Data produced by CARICOM's Office of Trade Negotiations (the former CARICOM Regional Negotiating Machinery) found that nations on average spend $921 per tonne on beer imports in 2007, yet the Bahamas spend was 55 per cent above this level at $1,431 per tonne.
"In 2007, markets that paid a premium price (over 70 per cent above the global average unit value) for beer products included Canada ($1,667 per tonne), Spain ($5,011 per tonne), Sweden ($1,613 per tonne), Japan ($1,568 per tonne), Brunei ($1,550 per tonne) and the Bahamas ($1,431 per tonne)," the research paper said.
No explanation as to why the Bahamas' imported beer costs were so high was provided, although a likely explanation is likely to be the import duties/Stamp Tax imposed on their entrance at this nation's borders. The most popular imports are Budweiser and Bud Light.
Attempts to obtain an explanation from both Burns House and Bristol Cellars, the nation's two main liquor distributors, proved fruitless, as senior executives were either said to be off the island or did not return calls seeking comment.
Still, Bahamian beer drinkers can take comfort from the fact that most of their favourite brands, namely Guinness, Heineken and Kalik, are brewed at home by Commonwealth Brewery, while Sands beer is manufactured on Grand Bahama.
Nevertheless, the Bahamas was the second greatest importer of beer in the CARICOM region during 2007, its $4.7 million spend standing behind just the $5 million outlay of Barbados.

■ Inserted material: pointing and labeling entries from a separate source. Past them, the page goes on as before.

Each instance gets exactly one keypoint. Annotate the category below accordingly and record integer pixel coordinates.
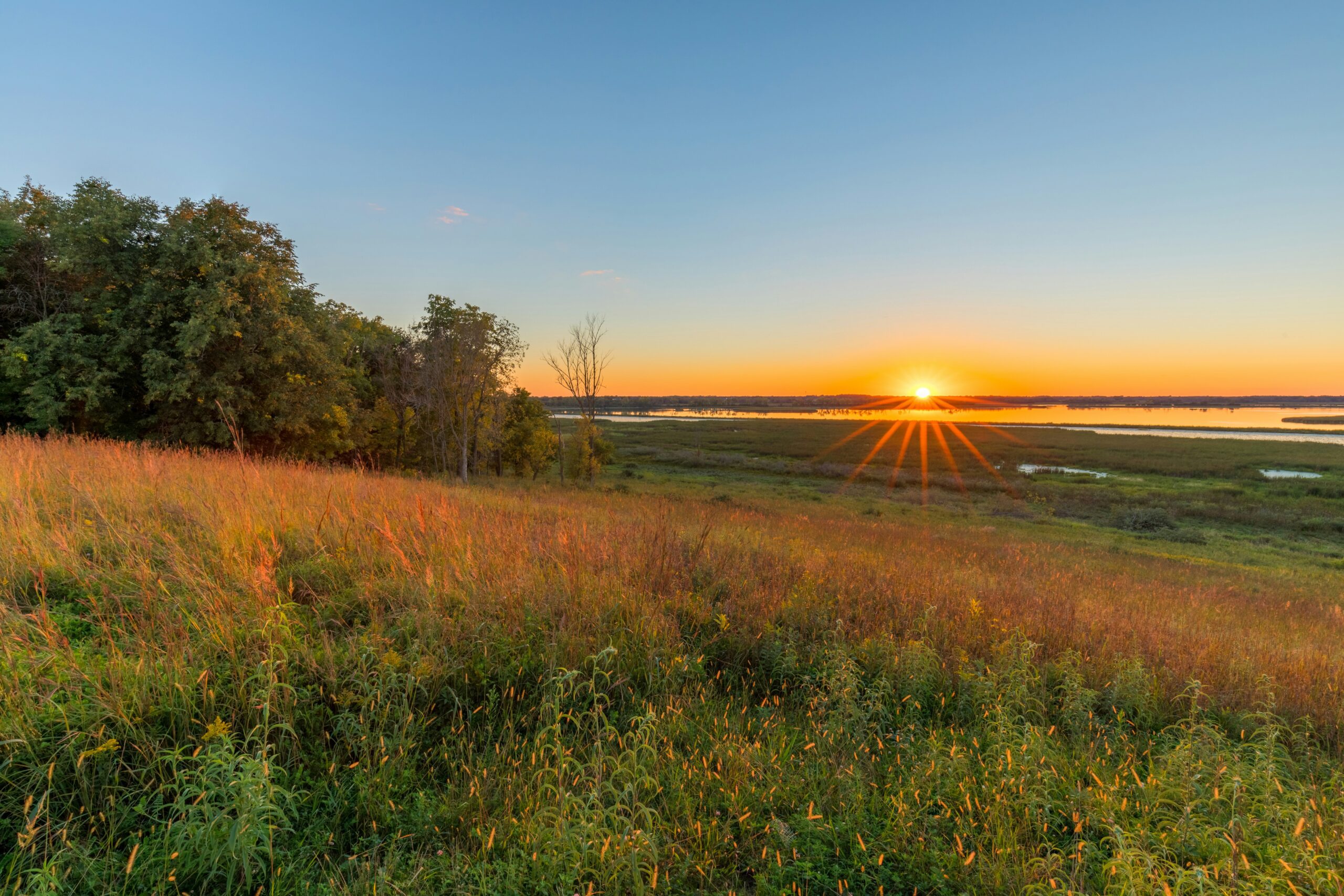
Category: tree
(580, 367)
(588, 452)
(467, 356)
(188, 324)
(529, 445)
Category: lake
(1238, 424)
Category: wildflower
(217, 729)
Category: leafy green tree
(529, 445)
(188, 324)
(586, 452)
(467, 356)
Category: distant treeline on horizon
(850, 400)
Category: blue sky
(1022, 198)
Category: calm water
(1238, 424)
(1041, 468)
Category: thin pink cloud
(452, 214)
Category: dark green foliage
(187, 324)
(527, 442)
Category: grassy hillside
(224, 676)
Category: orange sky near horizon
(1011, 370)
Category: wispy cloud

And between 2003 and 2007, the Bahamas was among "the most dynamic importers" of beer in the region, its annual growth in spending increasing by an average of 5 per cent.
A previous Office of Trade Negotiations report said the Bahamas must increase both goods and services exports to improve its balance of trade and national debt position, as services exports are unable to cover a $2.5-$2.6 billion merchandise trade deficit.
The paper, entitled Export Bulletin: Bahamas, a copy of which has been seen by Tribune Business, said that among the "serious growth challenges" faced by this nation's economy was "an ever expanding international trade deficit", with revenue from export sales still dwarfed by the merchandise trade deficit generated by import spending.
"In 2008, the Bahamian economy spent US$2.6 billion more on merchandise imports (goods) than merchandise exporters earned," the Export Bulletin paper said.
"The Bahamian economy continues to face serious growth challenges, including an ever expanding international trade deficit. The problem of the ballooning trade deficit is compounded by the fact that even with revenue from the services sector, the economy still spends more on imports than it generates from export sales.
"This ultimately has significant implications on international debt, and provides a strong motive for the promotion of viable exports."
The paper noted that the Bahamas' fastest growing export markets between 2004 and 2008 accounted for just 9 per cent of total Bahamian exporter earnings.
Over this period, the fastest growing market for Bahamian exports was China, which produced 725 per cent growth, albeit from probably a low starting point.
Other markets producing strong growth for Bahamian exporters were the Netherlands, with 569 per cent growth; Turks & Caicos at 327 per cent; South Africa, which generated 295 per cent growth; Cuba at 270 per cent; Hong Kong, with 257 per cent growth; Brazil at 219 per cent; Switzerland with 191 per cent; and the Netherlands Antilles and Uruguay, which generated 146 per cent 140 per cent respectively.